I wrestled with that guilt for years.
But here’s what I learned: when I abandoned my creative self completely, I became less patient, less grounded, less present. Not because I was doing something wrong, but because I was denying a part of myself that needed expression.
The thing about creativity is that when you make the time, it allows you to show up whole because you can tend to yourself and fill your own well. For some, that looks like going to the spa or getting a nail treatment, for me its always been art and nature.
Growth Doesn’t Pause Just Because You’re Busy
Personal growth doesn’t wait for ideal conditions.
It happens in kitchens. In cars. In hospital rooms. In quiet moments where you realize you’re outgrowing old expectations, yours and everyone else’s.
As my kids grew, so did I. Not in a straight line, and not without resistance. I had to renegotiate who I was allowed to be beyond “capable mother.”
I had to ask uncomfortable questions:
- What do I want that isn’t about caretaking?
- What parts of me have been on hold too long?
- Who am I becoming now?
Those questions don’t demand immediate answers, but they needed space to marinate and deserved honesty.
The Unexpected Parallel Between Parenting and Making
At some point, I noticed how similar my approach to art and parenting had become.
Both require patience.
Both involve responding instead of controlling.
Both demand that you stay present even when the outcome isn’t clear.
You can’t rush a child into becoming who they are.
You can’t rush a piece of wood into becoming what it wants to be.
You guide. You adjust. You listen.
And you learn to trust that steady attention matters more than force.
How This Shapes the Way I Work Now
My art carries the imprint of a life lived alongside others, not apart from them.
I don’t chase speed.

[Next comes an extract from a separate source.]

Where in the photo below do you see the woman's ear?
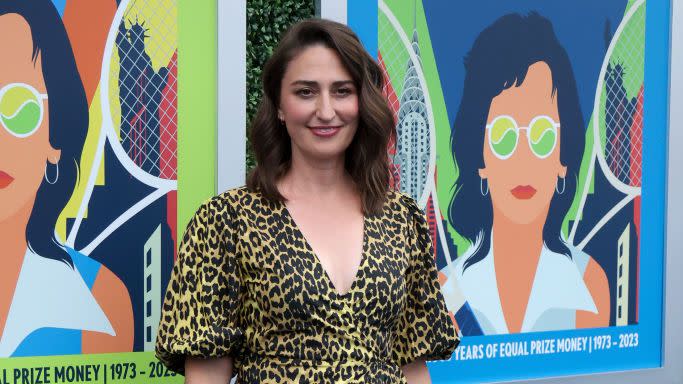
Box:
[47,147,62,164]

I don’t burn through pieces just to produce more. I work in layers, in seasons, in rhythms that respect the reality of a full life.
That rhythm was forged while raising four kids. It’s practical. It’s grounded. It’s honest.
I create the way I parented: with care, adaptability, and an understanding that progress doesn’t always look dramatic from the outside.
Redefining Balance (Because It’s Not What We’re Told)
Balance isn’t equal time. I like to think of it as a dance of harmony because it comes down to knowing when to lean in and when to step back. It’s recognizing that some seasons require more from you, and making sure you don’t disappear entirely inside them.
I stopped aiming for perfect balance.
I started aiming for sustainability.
Could I keep going this way without burning out?
Could I honor my creative self without abandoning my responsibilities?
Those became the real measures.
A Quiet Invitation
If you’re a parent who feels the pull of creativity but struggles to justify it.
If you’ve postponed parts of yourself because everyone else needed you first.
If you’re learning how to grow without leaving your life behind.
This might be for you.
Not as permission from anyone else.
But as a reminder that you’re allowed to exist as more than what you provide.
Closing
Raising kids didn’t dilute my creativity.
It tempered it.
It taught me patience, restraint, and how to build something meaningful in the margins of real life. And that kind of growth, earned, imperfect, deeply human, is the kind that lasts.
I didn’t choose between motherhood and creativity.
I learned how to carry fire while holding both.